None of us sets out to crash and burn in life. It happens because we were unaware of the hidden undercurrents that drew us slowly but surely into dangerous traps along the way. It happens because of the slow drift. That’s what separates us from the people we depend on. Drifting takes us away from the people we most desperately need and makes it all the more difficult for us to fight our way back to them. And it happens so subtly, so slowly that we often don’t notice it until it’s nearly too late.
The psalmist, David, said, “Don’t let me drift toward evil or take part in acts of wickedness.” (Psalm 141:4 NLT)

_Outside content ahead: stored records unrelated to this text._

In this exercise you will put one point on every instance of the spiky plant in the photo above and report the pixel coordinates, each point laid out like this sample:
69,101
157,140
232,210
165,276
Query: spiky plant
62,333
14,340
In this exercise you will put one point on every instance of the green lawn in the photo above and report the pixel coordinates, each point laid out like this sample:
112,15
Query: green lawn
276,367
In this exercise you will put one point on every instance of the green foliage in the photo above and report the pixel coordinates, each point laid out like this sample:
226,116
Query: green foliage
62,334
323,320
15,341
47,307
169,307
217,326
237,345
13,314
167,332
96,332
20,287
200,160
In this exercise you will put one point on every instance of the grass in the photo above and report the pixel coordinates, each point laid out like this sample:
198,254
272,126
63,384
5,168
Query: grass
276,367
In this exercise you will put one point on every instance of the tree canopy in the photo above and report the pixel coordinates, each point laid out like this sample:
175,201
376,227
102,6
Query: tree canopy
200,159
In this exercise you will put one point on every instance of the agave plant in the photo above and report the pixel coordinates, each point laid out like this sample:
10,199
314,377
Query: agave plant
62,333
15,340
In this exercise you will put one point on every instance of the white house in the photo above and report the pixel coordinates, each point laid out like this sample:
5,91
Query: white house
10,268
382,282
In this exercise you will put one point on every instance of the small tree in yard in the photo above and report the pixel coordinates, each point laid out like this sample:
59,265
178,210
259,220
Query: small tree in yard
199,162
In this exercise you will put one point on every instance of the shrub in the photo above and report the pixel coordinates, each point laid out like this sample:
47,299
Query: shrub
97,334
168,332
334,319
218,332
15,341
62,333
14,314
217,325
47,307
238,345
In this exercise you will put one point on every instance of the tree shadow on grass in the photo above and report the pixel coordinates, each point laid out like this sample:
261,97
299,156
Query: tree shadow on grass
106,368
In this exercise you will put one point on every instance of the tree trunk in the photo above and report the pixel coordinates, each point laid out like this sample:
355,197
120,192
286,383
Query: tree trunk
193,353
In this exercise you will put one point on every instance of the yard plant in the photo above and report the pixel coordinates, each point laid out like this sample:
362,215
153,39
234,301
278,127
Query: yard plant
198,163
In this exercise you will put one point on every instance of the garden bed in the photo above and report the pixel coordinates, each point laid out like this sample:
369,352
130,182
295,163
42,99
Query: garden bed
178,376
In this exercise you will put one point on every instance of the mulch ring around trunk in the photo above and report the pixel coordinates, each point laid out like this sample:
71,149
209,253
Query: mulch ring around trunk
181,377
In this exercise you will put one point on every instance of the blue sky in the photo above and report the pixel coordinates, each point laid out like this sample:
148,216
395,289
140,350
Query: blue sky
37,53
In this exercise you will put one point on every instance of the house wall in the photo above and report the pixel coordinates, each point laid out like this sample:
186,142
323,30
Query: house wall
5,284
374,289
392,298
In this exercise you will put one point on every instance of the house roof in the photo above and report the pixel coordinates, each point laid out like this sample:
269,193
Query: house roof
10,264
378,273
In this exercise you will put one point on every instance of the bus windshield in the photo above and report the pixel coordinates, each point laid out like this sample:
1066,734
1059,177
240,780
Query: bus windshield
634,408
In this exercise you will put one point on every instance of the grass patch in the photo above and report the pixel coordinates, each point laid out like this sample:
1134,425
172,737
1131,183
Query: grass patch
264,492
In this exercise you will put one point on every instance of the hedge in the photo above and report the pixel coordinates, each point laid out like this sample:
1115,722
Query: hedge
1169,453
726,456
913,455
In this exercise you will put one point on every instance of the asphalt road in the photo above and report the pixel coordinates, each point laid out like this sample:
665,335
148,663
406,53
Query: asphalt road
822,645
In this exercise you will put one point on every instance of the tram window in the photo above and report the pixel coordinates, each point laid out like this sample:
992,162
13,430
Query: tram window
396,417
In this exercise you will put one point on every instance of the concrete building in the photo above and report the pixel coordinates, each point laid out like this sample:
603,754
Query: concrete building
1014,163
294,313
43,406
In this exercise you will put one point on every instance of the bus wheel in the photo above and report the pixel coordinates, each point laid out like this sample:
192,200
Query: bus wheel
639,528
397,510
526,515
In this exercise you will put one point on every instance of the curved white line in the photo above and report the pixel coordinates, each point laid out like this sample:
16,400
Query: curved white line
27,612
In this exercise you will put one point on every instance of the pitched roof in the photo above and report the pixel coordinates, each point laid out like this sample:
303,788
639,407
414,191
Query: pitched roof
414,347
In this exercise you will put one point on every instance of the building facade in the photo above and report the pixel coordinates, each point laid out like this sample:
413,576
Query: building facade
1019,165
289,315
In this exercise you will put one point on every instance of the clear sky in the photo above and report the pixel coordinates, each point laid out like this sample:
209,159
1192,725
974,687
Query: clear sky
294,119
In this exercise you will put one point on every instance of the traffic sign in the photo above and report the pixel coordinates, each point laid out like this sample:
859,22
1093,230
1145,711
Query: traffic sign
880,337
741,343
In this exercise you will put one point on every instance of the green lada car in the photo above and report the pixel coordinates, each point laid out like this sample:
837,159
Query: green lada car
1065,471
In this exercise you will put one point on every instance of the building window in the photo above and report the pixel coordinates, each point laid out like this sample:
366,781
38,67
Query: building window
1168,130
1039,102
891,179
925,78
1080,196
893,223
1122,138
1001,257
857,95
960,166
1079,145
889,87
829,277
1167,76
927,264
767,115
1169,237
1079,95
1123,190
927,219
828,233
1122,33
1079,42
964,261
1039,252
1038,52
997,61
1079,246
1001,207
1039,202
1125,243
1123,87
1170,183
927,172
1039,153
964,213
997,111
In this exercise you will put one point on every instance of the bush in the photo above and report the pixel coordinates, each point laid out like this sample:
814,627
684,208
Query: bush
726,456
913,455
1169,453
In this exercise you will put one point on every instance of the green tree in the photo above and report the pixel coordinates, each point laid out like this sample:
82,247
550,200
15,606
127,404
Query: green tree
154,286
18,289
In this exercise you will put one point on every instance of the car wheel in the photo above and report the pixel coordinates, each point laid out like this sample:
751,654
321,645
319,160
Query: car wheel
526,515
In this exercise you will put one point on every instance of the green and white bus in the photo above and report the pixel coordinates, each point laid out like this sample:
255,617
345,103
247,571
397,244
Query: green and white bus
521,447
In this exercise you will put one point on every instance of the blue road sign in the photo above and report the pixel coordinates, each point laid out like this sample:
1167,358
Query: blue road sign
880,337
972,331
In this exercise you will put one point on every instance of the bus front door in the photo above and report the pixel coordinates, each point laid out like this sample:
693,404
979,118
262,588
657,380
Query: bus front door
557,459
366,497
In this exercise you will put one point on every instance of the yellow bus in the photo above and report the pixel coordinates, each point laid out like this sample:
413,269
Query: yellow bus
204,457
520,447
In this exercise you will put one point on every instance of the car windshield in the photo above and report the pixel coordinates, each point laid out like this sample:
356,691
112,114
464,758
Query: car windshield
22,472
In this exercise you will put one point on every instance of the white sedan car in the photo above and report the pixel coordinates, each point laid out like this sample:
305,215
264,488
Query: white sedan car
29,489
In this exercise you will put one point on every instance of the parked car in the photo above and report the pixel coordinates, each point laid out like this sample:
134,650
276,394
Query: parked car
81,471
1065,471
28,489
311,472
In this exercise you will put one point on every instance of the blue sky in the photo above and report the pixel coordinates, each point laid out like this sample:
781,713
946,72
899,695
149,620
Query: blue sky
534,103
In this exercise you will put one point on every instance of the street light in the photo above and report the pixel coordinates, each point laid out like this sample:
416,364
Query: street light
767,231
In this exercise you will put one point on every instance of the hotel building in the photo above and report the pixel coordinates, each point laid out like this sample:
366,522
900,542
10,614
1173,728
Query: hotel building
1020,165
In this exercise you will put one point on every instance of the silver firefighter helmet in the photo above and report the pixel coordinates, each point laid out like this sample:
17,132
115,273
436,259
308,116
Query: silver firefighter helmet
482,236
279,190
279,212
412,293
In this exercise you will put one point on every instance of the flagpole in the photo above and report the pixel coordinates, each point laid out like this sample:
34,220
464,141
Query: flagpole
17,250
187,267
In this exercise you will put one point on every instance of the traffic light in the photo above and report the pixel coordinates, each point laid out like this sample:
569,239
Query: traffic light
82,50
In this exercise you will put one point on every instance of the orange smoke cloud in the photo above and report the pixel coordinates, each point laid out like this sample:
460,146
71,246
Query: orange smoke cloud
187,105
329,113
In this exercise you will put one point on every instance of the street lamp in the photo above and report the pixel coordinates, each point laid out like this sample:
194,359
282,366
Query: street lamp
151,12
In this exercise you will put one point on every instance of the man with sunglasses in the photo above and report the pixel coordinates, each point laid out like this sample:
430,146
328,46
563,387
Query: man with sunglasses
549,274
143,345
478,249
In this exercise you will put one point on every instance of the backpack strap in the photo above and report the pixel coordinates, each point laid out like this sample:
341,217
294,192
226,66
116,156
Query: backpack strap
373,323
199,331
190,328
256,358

Nobody ever decides to become a porn addict, an alcoholic, or way too deep in credit card debt. Nobody files for divorce minutes after saying their wedding vows (except for a few what-happened-in-Vegas-stays-in-Vegas marriages). And nobody makes a commitment to Jesus and immediately commences a plan to shipwreck their own faith.
We drift. And the current slowly moves us in an unintended direction. Our pride pulls at us gently. Lust gets a soft grip on our vision. Selfishness sets in. And then we crash. Unless we see it coming.
When you feel the distance growing between you and God, you and your friends, you and your process of spiritual growth, take action. Such as…
- Get back into the Word. Start with a single passage.
- Start praying. Start a simple conversation with God.
- Tell the people who matter, who will love you back and pray over you.
- Practice self-discipline in the power of the Holy Spirit.
- Remember where you were headed and repent of the drift.
Here’s the great thing. You may drift away from God, but he never drifts from you. He’s never far, never absent, and never loses his grip on you. He pursues you and keeps watch over you no matter how distant you may have become. It’s time to drift back home.